This was where the fun began.

The metadata contains widely differing numbers of term entries for different records. I had gravely underestimated the difficulties this would pose in R, which requires rows and columns to be of equal length. The issue was only compounded by the fact that the required number of new term columns (n) was also unknown. I eventually got round this by finding n first (56, as it turns out), then making all rows have n columns. This isn’t a particularly elegant coding solution, particularly because it uses multiple for-loops (which I know R frowns on) and these were slow for a dataset of over 53,000 rows. There are also issues about essentially counting a construct, X, as a proxy for term entries, where

X = something between one semicolon and another.

Observations

Caveats aside, this procedure enabled some interesting observations. The frequency of individual terms, for example, has a very long tail: 16997 items (63% of the total), occur only once. Sorting the terms alphabetically shows that there is still a great deal of noise, at least at the lower end:

Terms including a long string split by a hyphen (row 3), and the full form of 's-Hertogenbosch with its initial apostrophe.

Figure 2: A snapshot of alphabetically sorted individual “terms” and their frequencies.

This snapshot from the output table (Figure 2) shows that some rows, e.g. 3, have been split incorrectly, despite pre-processing to try and deal with different numbers of hyphens. Other potentially tricky cases are correct (e.g. row 5). For some rows (e.g. 14–15) hidden characters clearly affected the result, and it might be worth adding extra processing steps. (I didn’t, for example, remove brackets or capitalisation.)

However, the process worked and was worth it. Even accepting that treating X as a distinct unit is an approximation for catalogue terms, and that the results are imperfect, being able to see the full number and range of cataloguing terms used in the EEBO-TCP metadata (294 378 total term quasi-tokens representing 26 858 unique quasi-types) frees them up for further independent manipulation.

Snapshot includes: Early works to 1800, History, Great Britain, 17th century, England

Figure 3: Top 10 cataloguing terms in EEBO-TCP metadata (by frequency).

It was also instructive to see which expressions (with X ≈ terms) were most frequent in the dataset. Figure 3 (right) shows the top 10, while Figure 4 (below) visualises the relative distribution of the top 25.

Bar chart showing the quantity of records covered by the 25 most frequent terms.

Figure 4: The 25 most frequent cataloguing terms in EEBO-TCP metadata.

As the bar chart shows, by far the most frequent catalogue term is wholly uninformative: all works in EEBO-TCP are pre-1800, so “early literature to …” only confirms the selection criteria which apply to the dataset.

Perhaps more interesting is that the 6th most frequent item is “not supplied”; this shows how many records lack any kind of cataloguing information: “not supplied” was a dummy entry I inserted to remove blanks in pre-processing.

EDIT (7/7/17): We now realise the 2473 works from ECCO-TCP were inadvertently included in the term processing, inflating the reported blank count (“not supplied”). The true count for EEBO-TCP is 3102 items without terms, or ~6% of the total. Only 23 ECCO items have subject headings, with 2 containing the phrase “Early works to 1800”.
Keen-eyed readers may also have spotted “England” twice in the top terms, an artefact of stray spaces (following term-splitting). Removing this irregularity, we find 20,074 unique term-units; extracting commas and parentheses leaves 19864 distinct units—the various biblical figures of Figure 2 (lines 14-16) now represented by one common “biblicalfigure”.

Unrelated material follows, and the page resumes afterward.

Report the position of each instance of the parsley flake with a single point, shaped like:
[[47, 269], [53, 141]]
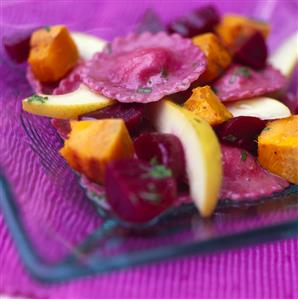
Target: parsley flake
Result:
[[160, 172], [230, 138], [243, 155], [144, 90], [241, 71], [37, 98]]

This [nevertheless] shows that messiness extends to the upper as well as lower frequency limits of the dataset, though perhaps in a different sense: at the higher extreme, the issue appears to be less one of dealing with potentially large numbers of small inaccuracies, and more one of high-frequency results which are not all equally useful for semantic analysis.

However, one of the things I have learned on this placement is that no result is unwelcome. Unsurprisingly, EEBO-TCP was never designed for the type of digital text analysis LDNA conducts, meaning LDNA-type processes aren’t always intuitive to apply, but this does not detract from the benefits of working with EEBO, even (especially if) the results remind you to proceed with caution.

On a more personal level, the EEBO-TCP metadata is not the easiest thing to handle as a beginner (I did vainly wish it better, quite a lot), but extremely valuable for precisely that reason. Although I didn’t get much further than writing (cracking) the code to extract individual terms from the master dataset and beginning some summary statistics, I learned a vast amount about being pragmatic and patient with your data (and your programming environment), documenting your working, and the pain of struggling to make sense of messy, non-textbook data is in fact an inevitable part of the process I most enjoy: working with historical text which was never written for a machine to breeze through.

As I finish my placement, I hope my results will allow LDNA to continue analysing EEBO-TCP in more depth, and I’m looking forward to continuing the different kinds of pleasure that come from text analysis (from wonder to perseverance) into a PhD.

Note: For those who might wish to replicate Winnie’s work (noting the disclaimer about inelegant code), here is closer documentation of that process:

I used the following procedure:

a) find n

1) looping over each row of the dataset and calculating the number of term entries for each record
2) adding each result to a vector of term lengths (see code extract 1, below)
3) finding the largest number in this vector (see code extract 2, below)

b) create equal numbers of split terms for each record

4) looping back over the dataset, splitting each row, and making up any difference between the number of terms for that record and the maximum number of terms by adding missing values (NAs) so that each row was of equal length.

c) combine all the newly created term columns into a single column, removing the missing values.

Code extract 1 (above). Code extract 2 (below).

Quantity and quality: lessons from an MA work placement

Sheffield MA student Nadia Filippi reflects on her experience after 100 hours with the Linguistic DNA team at DHI | Sheffield:

As part of my MA studies in English Language and Linguistics, I had the opportunity to undertake a work placement of 100 hours at the University of Sheffield’s Digital Humanities Institute. The placement offered a good overview on the typical tasks and responsibilities of a researcher and was an excellent choice for me because I am interested in doing research and I am considering going onto PhD research.

When registering for the placement module, I only had basic knowledge of corpus linguistics. I was accustomed to qualitative research but wanted to discover quantitative methodologies and the possibilities that quantitative research can offer. Starting my placement, I was at a stage in my studies in which I was still looking for definite answers to all my questions about research. Moreover, I respected everything to do with numbers, but the idea of actually ‘doing statistics’ made me nervous. I consciously chose a placement to force myself out of my qualitative comfort zone.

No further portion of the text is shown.